We hooked up his baler to the Caterpillar tractor, and up-and-down the carpeted living room he went, and I was assigned the task of picking up the bales. So, for the second time that day, I found myself driving across the field loading up a trailer of hay bales.

I wouldn’t have it any other way, but working there beside my son, I thought of a phrase I see often on social media that goes something like this, “This is why we do it.”

As that thought crossed my mind, I realized I didn’t agree with it.

I don’t do the long, hard hours because my son thinks it’s fun to help or to imitate. I keep the long hours because I love the work.

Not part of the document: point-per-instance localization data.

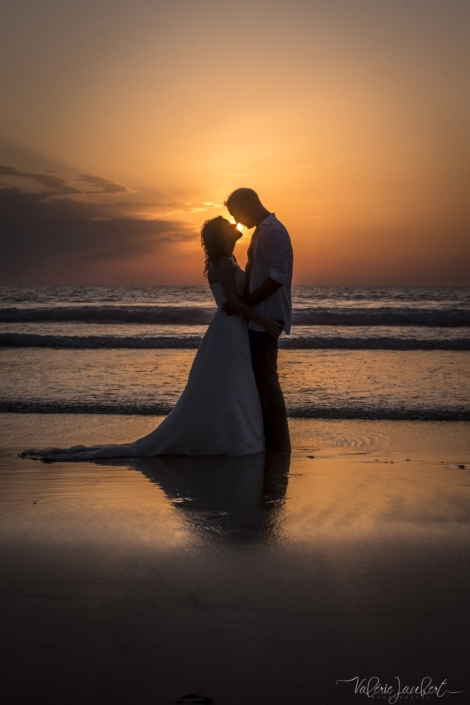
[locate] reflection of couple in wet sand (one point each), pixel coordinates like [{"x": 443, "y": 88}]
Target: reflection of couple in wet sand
[
  {"x": 232, "y": 404},
  {"x": 232, "y": 499}
]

I like the challenge of nursing sick cattle back to health. I find the rhythm of harvesting and picking up hay soothing. I like the idea that I’m helping to feed my neighbors a nutritious product that they love.

It brings me great joy that my child sees all the hard work that goes into making those products, and that he loves being on the farm and helping. I would never want him to feel forced to continue our tradition of farming, but I’m so glad that he can grow up around it.

No, my child isn’t the reason I farm, but I’m awfully glad that he gets to grow up enjoying it. And until he gets old enough not to need me, I’m happy to get down on my knees and be his expert grain cart driver – even when he bosses me around!


Maggie Gilles

The author is a dairy farmer in Kansas and a former associate editor at Hoard’s Dairyman. Raised on a 150-cow dairy near Valley Center, Kansas, Maggie graduated from Kansas State University with degrees in agricultural communications and animal sciences.